Flexural Behavior of Hybrid Steel and Polypropylene Fiber Reinforced Concrete T- Beam

Abstract

The effect of polypropylene fibers, steel fibers and hybrid polypropylene - steel fibers which consist of (50% polypropylene fiber+50% steel fiber), with various volume fractions 0.25%, 0.75% and 1.25% on the flexural behavior of Reinforced concrete T-beams under static load was investigated in this research.To carry out this research ten concrete mixes were prepared one for reference high strength concrete (without fiber), and the other contain all types and volume fractions of fibers. For eachmix three reinforced concrete T-beams, three cubes (150×150×150mm) and three cylinders (150×300mm) were casted.

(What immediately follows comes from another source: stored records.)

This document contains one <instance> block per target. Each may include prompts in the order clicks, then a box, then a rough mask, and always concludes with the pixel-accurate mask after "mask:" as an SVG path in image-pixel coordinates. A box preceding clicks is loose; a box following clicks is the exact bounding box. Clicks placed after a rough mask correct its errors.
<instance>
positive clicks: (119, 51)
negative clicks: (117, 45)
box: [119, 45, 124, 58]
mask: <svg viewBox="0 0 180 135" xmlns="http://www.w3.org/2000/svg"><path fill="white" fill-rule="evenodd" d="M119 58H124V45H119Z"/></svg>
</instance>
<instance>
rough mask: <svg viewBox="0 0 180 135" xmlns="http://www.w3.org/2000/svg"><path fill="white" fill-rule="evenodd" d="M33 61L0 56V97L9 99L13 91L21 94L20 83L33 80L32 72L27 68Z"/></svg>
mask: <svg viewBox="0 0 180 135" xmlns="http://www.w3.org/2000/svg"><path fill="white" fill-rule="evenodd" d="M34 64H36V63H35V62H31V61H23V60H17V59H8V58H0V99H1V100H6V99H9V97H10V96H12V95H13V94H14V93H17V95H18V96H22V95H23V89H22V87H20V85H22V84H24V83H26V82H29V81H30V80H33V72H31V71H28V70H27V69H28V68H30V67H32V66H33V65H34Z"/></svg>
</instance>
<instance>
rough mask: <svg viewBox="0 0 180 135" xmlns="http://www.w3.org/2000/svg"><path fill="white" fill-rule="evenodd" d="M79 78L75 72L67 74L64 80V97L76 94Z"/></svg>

Water cement ratio was constant 0.38, silica fume with ratio of 10% as a partial replacement by weight of cement and super plasticizer with ratio of 3% by weight of the cementitious material were add to enhance the bond between fiber and cement matrix.28-day compressive strength and split tensile strength tests were made on hardened concrete specimen. The result showed that polypropylene fiber had little effect on mechanical properties of the high strength concrete. Compressive strength and splitting tensile strength of the steel fiber-reinforced concrete improved with increasing the volume fraction, achieving 24.5%, 43%, respectively, at 1.25% volume fraction. On the other hand, the addition of Hybrid fiber to high strength concrete improved compressive strength and splitting tensile stress with slight decrease as compared with the best improvement.All of the reinforced concrete T-beams were tested in flexure using controlled displacement two point loads applied on simply supported T-beams, during this test the load and deflection at mid span were measured. The result shows that the addition of polypropylene fiber had a little effect on the behavior of reinforced concrete T-beam at first steps of loading until yielding load, while, it was more effective in improving ductility and toughness (energy absorption) where the ultimate load and max deflection were increased with increasing volume fraction. The addition of steel fiber increased the cracking load, yield load and ultimate load capacity with increasing volume fraction, at the same time reduce deflection. The ductility improved by the addition of steel fiber, but this improvement decreased with increasing the volume fraction. The addition of hybrid fiber improved crack load, yield load, ultimate load, ductility and toughness at all steps of loading.